Federal Daily News
Federal inspectors, others spark broader public scrutiny of USDA reform effort
As promised, federal food safety inspectors, consumer groups and others on April 20 presented about 150,000 petitions to the Agriculture Department opposing proposed changes in the way poultry is inspected.
Poultry inspectors from the Food Safety and Inspection Service and the groups are protesting a plan that would take nationwide a pilot program under which fewer federal inspectors check poultry carcasses for physical defects, and plant employees take over much of the physical inspection process.

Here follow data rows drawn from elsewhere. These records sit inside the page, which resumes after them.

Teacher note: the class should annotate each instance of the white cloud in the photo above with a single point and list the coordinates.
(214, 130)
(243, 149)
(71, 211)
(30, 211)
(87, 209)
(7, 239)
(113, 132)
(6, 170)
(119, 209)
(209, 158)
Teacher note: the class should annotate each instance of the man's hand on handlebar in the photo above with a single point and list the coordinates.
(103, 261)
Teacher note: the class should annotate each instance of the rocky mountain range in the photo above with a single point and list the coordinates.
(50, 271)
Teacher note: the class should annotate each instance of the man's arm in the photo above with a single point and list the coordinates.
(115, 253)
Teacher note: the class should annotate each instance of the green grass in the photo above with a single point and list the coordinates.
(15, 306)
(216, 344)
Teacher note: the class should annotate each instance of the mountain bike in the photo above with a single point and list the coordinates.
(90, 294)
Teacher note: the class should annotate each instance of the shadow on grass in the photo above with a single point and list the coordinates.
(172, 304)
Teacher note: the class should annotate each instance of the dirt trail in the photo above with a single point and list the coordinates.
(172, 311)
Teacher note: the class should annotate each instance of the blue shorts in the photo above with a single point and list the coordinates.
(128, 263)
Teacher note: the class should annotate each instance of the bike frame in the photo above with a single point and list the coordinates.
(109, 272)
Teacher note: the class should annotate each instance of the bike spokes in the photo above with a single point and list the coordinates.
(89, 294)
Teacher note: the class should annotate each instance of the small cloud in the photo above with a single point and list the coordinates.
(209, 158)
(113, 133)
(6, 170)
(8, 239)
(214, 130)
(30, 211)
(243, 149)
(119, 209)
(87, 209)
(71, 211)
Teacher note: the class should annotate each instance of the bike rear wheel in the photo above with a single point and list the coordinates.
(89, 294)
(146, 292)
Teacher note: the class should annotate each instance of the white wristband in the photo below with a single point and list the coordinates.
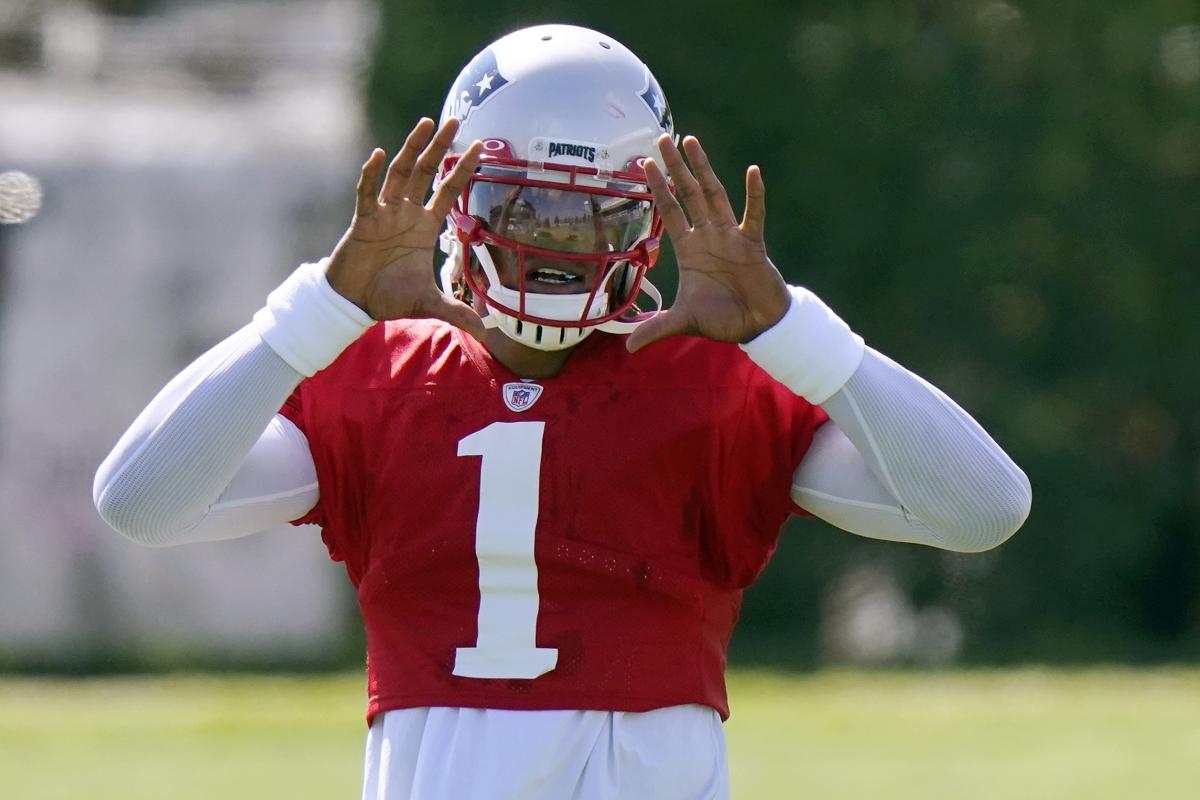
(307, 323)
(810, 350)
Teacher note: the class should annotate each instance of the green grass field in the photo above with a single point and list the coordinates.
(1093, 734)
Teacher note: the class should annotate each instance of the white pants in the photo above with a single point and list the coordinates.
(449, 753)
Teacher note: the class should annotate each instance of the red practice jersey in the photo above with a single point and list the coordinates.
(577, 542)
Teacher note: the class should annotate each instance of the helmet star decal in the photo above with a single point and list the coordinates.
(654, 97)
(477, 84)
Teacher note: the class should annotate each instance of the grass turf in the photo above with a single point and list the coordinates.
(1027, 734)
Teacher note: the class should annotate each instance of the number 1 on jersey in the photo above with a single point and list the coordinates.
(509, 482)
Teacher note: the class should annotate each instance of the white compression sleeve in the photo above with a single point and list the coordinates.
(949, 483)
(900, 459)
(210, 458)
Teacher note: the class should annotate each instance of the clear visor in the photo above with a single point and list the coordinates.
(571, 220)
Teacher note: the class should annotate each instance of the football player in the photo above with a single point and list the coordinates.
(549, 499)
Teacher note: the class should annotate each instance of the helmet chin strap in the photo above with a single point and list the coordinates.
(551, 306)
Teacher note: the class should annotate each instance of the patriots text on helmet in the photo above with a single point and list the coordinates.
(559, 149)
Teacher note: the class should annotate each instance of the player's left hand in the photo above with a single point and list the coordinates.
(729, 289)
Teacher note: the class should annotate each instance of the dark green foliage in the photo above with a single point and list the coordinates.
(1006, 200)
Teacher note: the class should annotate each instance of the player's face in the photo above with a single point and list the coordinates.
(545, 275)
(567, 221)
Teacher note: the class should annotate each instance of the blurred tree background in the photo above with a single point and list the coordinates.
(1003, 197)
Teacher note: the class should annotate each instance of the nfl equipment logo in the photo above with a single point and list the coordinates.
(520, 397)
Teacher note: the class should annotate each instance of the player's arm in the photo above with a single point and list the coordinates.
(210, 457)
(900, 459)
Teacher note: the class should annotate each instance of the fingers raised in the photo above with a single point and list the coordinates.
(454, 184)
(756, 204)
(673, 218)
(659, 326)
(401, 169)
(366, 202)
(715, 196)
(459, 314)
(430, 161)
(685, 184)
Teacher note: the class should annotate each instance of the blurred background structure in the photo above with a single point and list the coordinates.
(1003, 196)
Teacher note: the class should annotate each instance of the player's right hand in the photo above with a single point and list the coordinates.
(384, 262)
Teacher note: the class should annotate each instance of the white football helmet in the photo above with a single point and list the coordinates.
(567, 115)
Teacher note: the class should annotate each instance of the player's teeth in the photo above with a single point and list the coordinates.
(553, 276)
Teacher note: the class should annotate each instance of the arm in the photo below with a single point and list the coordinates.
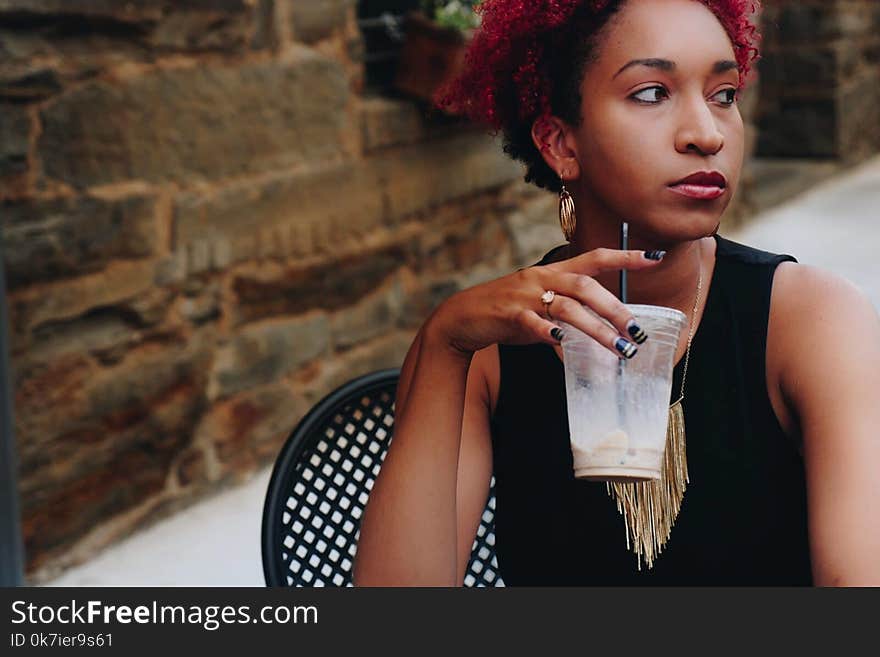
(425, 507)
(831, 376)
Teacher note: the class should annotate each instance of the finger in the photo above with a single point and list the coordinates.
(588, 291)
(543, 330)
(600, 260)
(572, 312)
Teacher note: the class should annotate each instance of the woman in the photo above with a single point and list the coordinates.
(631, 106)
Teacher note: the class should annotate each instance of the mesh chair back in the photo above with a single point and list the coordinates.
(321, 483)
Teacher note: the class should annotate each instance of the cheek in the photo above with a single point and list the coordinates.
(625, 158)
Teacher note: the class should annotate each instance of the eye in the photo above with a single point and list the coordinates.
(728, 97)
(650, 95)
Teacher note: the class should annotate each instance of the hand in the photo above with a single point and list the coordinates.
(509, 310)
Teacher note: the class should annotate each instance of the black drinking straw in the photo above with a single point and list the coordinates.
(624, 245)
(621, 363)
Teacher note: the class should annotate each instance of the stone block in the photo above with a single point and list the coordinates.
(249, 428)
(30, 83)
(329, 285)
(265, 353)
(285, 211)
(474, 235)
(816, 67)
(113, 455)
(372, 316)
(858, 119)
(421, 176)
(186, 25)
(799, 128)
(15, 130)
(386, 122)
(313, 20)
(422, 294)
(810, 21)
(56, 238)
(213, 120)
(534, 230)
(36, 305)
(381, 353)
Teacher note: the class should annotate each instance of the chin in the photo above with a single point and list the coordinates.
(683, 227)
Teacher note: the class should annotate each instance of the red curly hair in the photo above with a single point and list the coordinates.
(528, 59)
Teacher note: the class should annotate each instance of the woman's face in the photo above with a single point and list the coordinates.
(659, 106)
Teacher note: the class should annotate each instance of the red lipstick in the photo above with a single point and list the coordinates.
(704, 185)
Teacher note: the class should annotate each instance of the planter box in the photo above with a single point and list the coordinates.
(431, 57)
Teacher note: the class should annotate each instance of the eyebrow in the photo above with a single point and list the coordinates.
(721, 66)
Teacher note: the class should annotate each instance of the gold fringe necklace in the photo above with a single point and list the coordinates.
(649, 508)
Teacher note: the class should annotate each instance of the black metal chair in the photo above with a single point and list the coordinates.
(322, 480)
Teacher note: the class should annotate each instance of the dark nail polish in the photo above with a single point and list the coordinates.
(625, 347)
(635, 332)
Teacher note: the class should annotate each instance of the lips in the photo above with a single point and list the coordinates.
(705, 185)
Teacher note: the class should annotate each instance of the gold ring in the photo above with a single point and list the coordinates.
(547, 299)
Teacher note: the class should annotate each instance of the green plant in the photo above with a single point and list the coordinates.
(455, 14)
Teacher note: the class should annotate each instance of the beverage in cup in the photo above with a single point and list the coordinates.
(618, 410)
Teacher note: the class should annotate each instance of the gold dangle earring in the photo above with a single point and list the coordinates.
(567, 216)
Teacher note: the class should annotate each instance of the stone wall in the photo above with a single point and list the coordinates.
(207, 227)
(208, 224)
(821, 79)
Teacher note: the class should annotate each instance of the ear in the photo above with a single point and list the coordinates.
(554, 140)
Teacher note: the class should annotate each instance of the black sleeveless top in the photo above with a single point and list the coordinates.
(743, 520)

In response to growing media coverage of the proposed change, USDA on April 19 announced it would extend the public comment period for the proposal by about a month. The comment period was initially slated to close April 26.
“We recognize that this proposal would represent a significant change from the current system and has sparked a debate on how poultry is inspected,” FSIS said in a statement. “We also value the different opinions being expressed about the proposal and have extended the public comment period to ensure all sides are presented in this debate.”
The American Federation of Government Employees, which represents the inspectors, and a number of watchdog groups, including the Government Accountability Project and Food & Water Watch, delivered the petitions to USDA headquarters.
“Just like the fox shouldn’t guard the hen house, employees in poultry processing plants shouldn’t do their own food safety inspections,” Food & Water Watch said in a blog on its website.
AFGE National President John Gage blamed the plan on budget cuts and called it a “foolish and dangerous proposal.” Gage said the plan “would reduce our highly trained teams of federal food safety inspectors to a skeleton crew who would have to review three birds every second – a humanly impossible task.”
An AFGE press release also said the union had obtained FSIS data through the Freedom of Information Act which showed that “company inspectors operating under the pilot project remove far fewer diseased birds than federal inspectors operating under the traditional process.”